Historically, these productions were improvisations based on a scenario—they were stock characters, as they are here in this play, and work masks. In the fullness of time came a rivalry between Gozzi who wanted to preserve, as in amber, the traditional Commedia dell’ Arte, and Goldoni, who decided that complete scripts and no masks with perhaps more varied stories would be just the thing. ‘Comedy of Venice’ encapsulates their feud. By the way, guess who is remembered today, and even has statues erected to him? Sorry, I won’t give that away.
So, in the finest Commedia dell’Arte tradition, we have a Pantalone (Terence Heffernan, rich merchant trying to get his daughter into the nobility); Tartaglia (Paul Reisman, professional class known for his stutter); Truffaldino (Elizabeth Darby, servant who has a weird hopping gait and will serve whoever pays the most); Isabella (Claire Derriennic, the daughter of Pantalone), and the two afore-mentioned playwriting rivals.
As with most classic farces, there are mistaken identities, mistaken motives, bumbling and hapless foolery all around. One of the keys to success in this type of show is the speed with which it is accomplished; that, and the broadness of the comedy.
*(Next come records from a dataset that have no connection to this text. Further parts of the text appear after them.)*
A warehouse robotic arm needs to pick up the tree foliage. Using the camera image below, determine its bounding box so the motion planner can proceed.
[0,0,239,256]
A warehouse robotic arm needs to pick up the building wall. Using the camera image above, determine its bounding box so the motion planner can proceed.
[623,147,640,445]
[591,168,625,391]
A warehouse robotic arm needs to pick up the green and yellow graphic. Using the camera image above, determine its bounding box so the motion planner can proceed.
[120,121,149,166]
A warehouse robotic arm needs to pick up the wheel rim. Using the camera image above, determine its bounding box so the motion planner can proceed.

This is not, and was never intended to be a subtle art form.
The cast as a whole performed admirably and whole-heartedly. Yuri Lomakin as Gozzi and John Morogiiello as Goldoni were surprisingly matched in height and physical form and had a really wonderful rapport for two rivals; they were genuinely funny together. Both can flounce offstage with the best.
“Comedy of Venice” was authored by Jon Morogiello and directed by Stan Levin; both obviously love this art form and are having fun with the traditional elements. The on-point costumes were created by Elizabeth Kemmerer, and the flexible set by Ali Mark.
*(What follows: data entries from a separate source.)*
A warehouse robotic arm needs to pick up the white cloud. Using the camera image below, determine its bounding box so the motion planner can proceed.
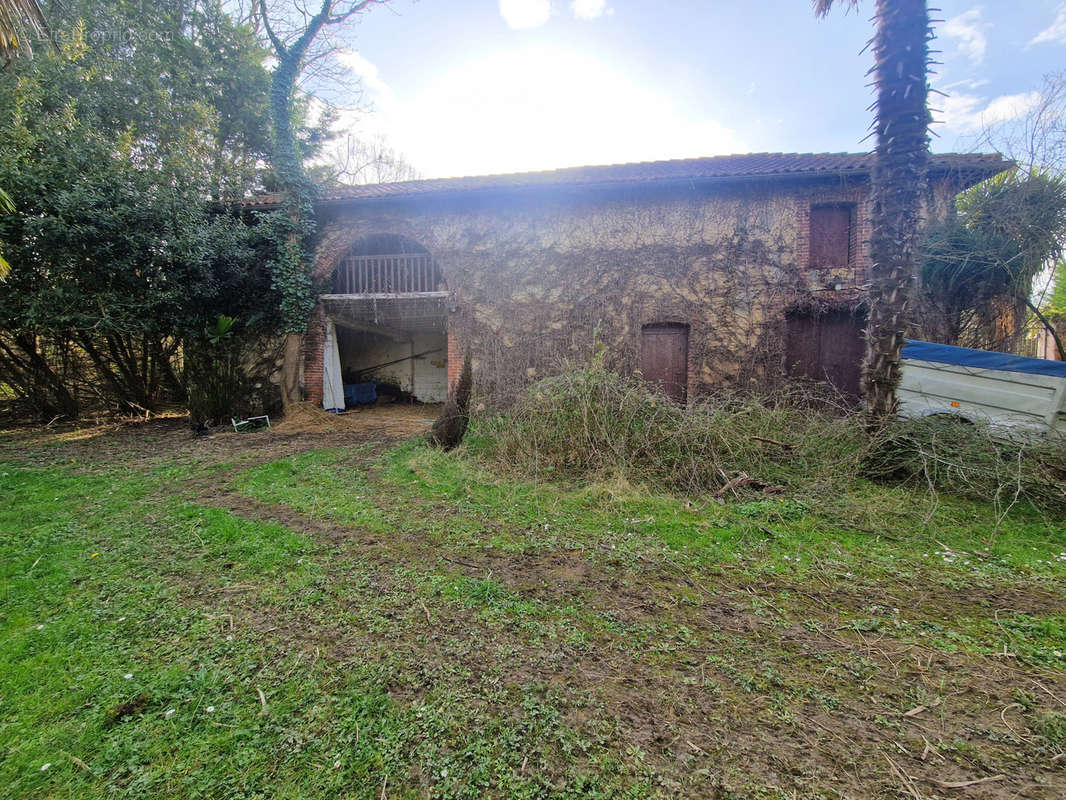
[500,0,551,28]
[337,50,395,106]
[934,92,1040,133]
[940,5,988,64]
[336,46,747,177]
[1029,3,1066,45]
[570,0,608,19]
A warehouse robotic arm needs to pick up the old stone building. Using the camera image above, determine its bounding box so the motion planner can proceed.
[245,154,1007,407]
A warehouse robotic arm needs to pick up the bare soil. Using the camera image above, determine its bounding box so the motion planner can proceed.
[0,405,1066,800]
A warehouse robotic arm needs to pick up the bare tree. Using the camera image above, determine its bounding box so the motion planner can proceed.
[0,0,48,64]
[328,133,422,186]
[978,71,1066,175]
[253,0,387,405]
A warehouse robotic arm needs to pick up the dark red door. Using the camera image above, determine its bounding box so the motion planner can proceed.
[641,322,689,403]
[785,310,866,398]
This is an interesting foray into a very stylized, comfortingly predictable art form; it is like stepping back in time to a period when art was discussed, dissected, and displayed throughout the public sphere. It’s a fun and diverting way to spend a couple of hours and learn more about the Commedia dell’ Arte and its role as a forerunner to the more modern form of playwriting we have today while having some good chuckles.
Running Time: Approximately one hour and 50 minutes with one 10 minute intermission.